Used in that way then I am all for it and would be interested in using it myself and championing it locally.

The only other thing I see is all the other competing options out there. RHQ, as flawed as their system is it is the most known ranking system for 40k at the moment. Getting people to switch could be problematic. Then there’s Feast of Blades which has already been creating their own circuit and championship.

Alex Yuen
Alex Yuen
9 years ago
Reply to  winterman

Remember TSHFT is not one tournament but rather an on going tournaments. Zen use elo to match players at a similar level and not wasting players’ time by having clubbing baby seal matches. TSHFT is always about good game, a competitive game, rather than winning games

9 years ago
Reply to  Alex Yuen

If my post came out as a criticism of TSHFT, then I apologize because that was not the point. None of my issues with elo apply to TSHFT.

9 years ago

The ranking system in Sweden made a huge impact on tournament participants.
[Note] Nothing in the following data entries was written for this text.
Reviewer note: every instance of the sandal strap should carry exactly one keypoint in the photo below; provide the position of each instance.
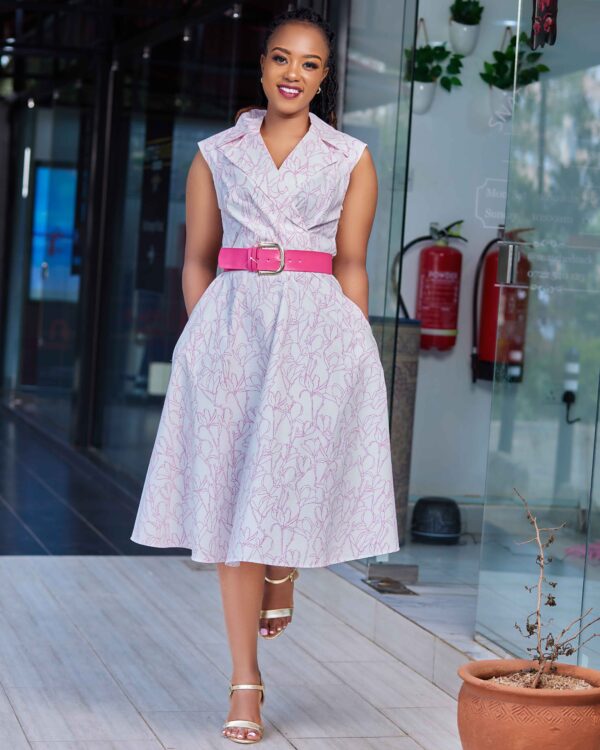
(243, 724)
(290, 577)
(271, 614)
(245, 687)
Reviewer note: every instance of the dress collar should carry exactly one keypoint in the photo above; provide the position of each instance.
(249, 123)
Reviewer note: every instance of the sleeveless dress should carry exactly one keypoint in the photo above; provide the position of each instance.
(273, 444)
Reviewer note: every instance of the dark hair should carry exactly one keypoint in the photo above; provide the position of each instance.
(323, 104)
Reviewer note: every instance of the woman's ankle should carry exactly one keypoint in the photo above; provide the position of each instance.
(246, 675)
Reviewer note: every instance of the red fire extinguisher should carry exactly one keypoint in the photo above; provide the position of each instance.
(499, 340)
(439, 289)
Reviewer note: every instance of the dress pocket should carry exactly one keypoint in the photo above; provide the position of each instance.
(207, 294)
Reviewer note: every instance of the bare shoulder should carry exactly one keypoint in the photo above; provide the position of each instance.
(365, 166)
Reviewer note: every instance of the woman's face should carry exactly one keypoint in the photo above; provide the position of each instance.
(294, 66)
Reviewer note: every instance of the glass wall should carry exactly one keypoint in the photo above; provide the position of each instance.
(543, 440)
(49, 188)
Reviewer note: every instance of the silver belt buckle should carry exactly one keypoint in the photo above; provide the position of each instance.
(281, 257)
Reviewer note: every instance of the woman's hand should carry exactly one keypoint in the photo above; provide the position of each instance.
(354, 229)
(203, 232)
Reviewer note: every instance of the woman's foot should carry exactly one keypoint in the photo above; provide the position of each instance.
(245, 705)
(277, 596)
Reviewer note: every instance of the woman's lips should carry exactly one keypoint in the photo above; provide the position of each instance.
(289, 92)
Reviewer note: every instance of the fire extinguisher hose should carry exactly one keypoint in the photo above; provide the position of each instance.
(475, 309)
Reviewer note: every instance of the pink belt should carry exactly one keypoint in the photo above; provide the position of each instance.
(270, 257)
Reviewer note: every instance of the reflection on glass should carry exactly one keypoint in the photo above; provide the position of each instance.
(543, 428)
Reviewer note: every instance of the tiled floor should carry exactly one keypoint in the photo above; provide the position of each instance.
(129, 653)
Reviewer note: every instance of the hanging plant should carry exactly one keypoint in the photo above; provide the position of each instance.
(427, 64)
(468, 12)
(430, 63)
(501, 72)
(465, 19)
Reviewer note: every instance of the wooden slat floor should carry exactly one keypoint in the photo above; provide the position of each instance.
(128, 653)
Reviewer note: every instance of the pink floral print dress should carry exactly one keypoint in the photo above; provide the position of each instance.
(273, 444)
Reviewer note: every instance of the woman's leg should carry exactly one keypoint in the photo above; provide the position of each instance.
(276, 596)
(242, 592)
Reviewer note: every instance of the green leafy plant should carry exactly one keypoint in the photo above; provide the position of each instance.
(466, 11)
(429, 63)
(501, 72)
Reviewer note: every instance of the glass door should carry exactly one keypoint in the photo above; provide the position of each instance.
(48, 218)
(545, 393)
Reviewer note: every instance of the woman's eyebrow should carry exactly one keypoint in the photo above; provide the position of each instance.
(283, 49)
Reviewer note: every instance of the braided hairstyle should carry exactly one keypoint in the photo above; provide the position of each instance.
(323, 104)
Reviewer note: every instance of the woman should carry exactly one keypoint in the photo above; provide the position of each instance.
(272, 451)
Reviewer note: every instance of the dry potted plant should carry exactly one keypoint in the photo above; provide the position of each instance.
(465, 20)
(538, 703)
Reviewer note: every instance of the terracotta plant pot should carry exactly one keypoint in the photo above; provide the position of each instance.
(493, 716)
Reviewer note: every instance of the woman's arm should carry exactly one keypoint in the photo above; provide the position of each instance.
(354, 229)
(203, 232)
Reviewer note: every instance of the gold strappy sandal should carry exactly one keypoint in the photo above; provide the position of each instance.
(272, 614)
(245, 723)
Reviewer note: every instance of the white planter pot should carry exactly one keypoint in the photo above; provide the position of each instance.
(463, 37)
(501, 102)
(423, 96)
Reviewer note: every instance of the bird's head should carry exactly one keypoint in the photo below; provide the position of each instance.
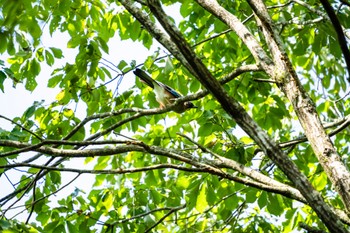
(189, 105)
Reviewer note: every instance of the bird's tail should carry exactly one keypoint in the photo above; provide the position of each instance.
(144, 77)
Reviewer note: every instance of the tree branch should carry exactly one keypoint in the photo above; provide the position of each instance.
(233, 108)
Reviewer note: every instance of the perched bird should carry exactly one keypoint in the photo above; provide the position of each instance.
(165, 95)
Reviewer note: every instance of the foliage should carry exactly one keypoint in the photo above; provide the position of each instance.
(152, 169)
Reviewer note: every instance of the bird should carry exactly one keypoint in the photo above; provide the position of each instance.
(165, 95)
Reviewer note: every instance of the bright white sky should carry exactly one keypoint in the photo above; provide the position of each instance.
(16, 100)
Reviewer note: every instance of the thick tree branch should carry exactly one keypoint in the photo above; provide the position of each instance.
(304, 107)
(233, 108)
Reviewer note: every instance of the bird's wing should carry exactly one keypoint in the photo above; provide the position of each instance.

Tournaments became regulary much bigger after the ranking system was generally accapted. Non-competetive tournaments was still ranking valid but people didn’t just care and kept the non-competetive feeling in those tournaments but with more participants.

9 years ago
Reply to  Egge

Sorry, the point being that any ranking system that accept all types of tournaments will most likely increase the amount of participants, generally. I think this is a very important aspect of a ranking system.

9 years ago
Reply to  Reecius

When it started in Sweden there was many suggestions that most people thought was better on how the ranking was supposed to work. Making it chess-like was one of the most popular ones. However, many organizers doesn’t have the energy to save each match-up, put the information into a web-based system or the skill to do it in a descent way in excel. Also a lot of organizers make some mistakes in the match-ups caused much information to be strange. This caused the ranking to just use the final positions of each player contra number of participants as every organizer seemed prepared to send such an information and the reciever was prepared to insert it into the ranking. Keep it simple and you will get a much greater amount of tournaments in the system.

9 years ago
Reply to  Egge

The swedish ranking system is calculated as:

No of participants / (Final position + 1) * 1000
Each participants over 50 is calculated as 0,25 players.

Winning a 20 man tournament: 10000pts
2:nd 6667pts
10th: 1818pts

1:st place in a 70 man tournament: 27500pts
2:nd: 18333pts
10th: 5000pts

Each player add the best points the latest 18 months which makes serious gamers needing to keep active to stay at the top and less serious not caring but still they will rise quite a few placements if they have 6 instead of just 5 games in the ranking making even less skilled players motivaded to keep playing.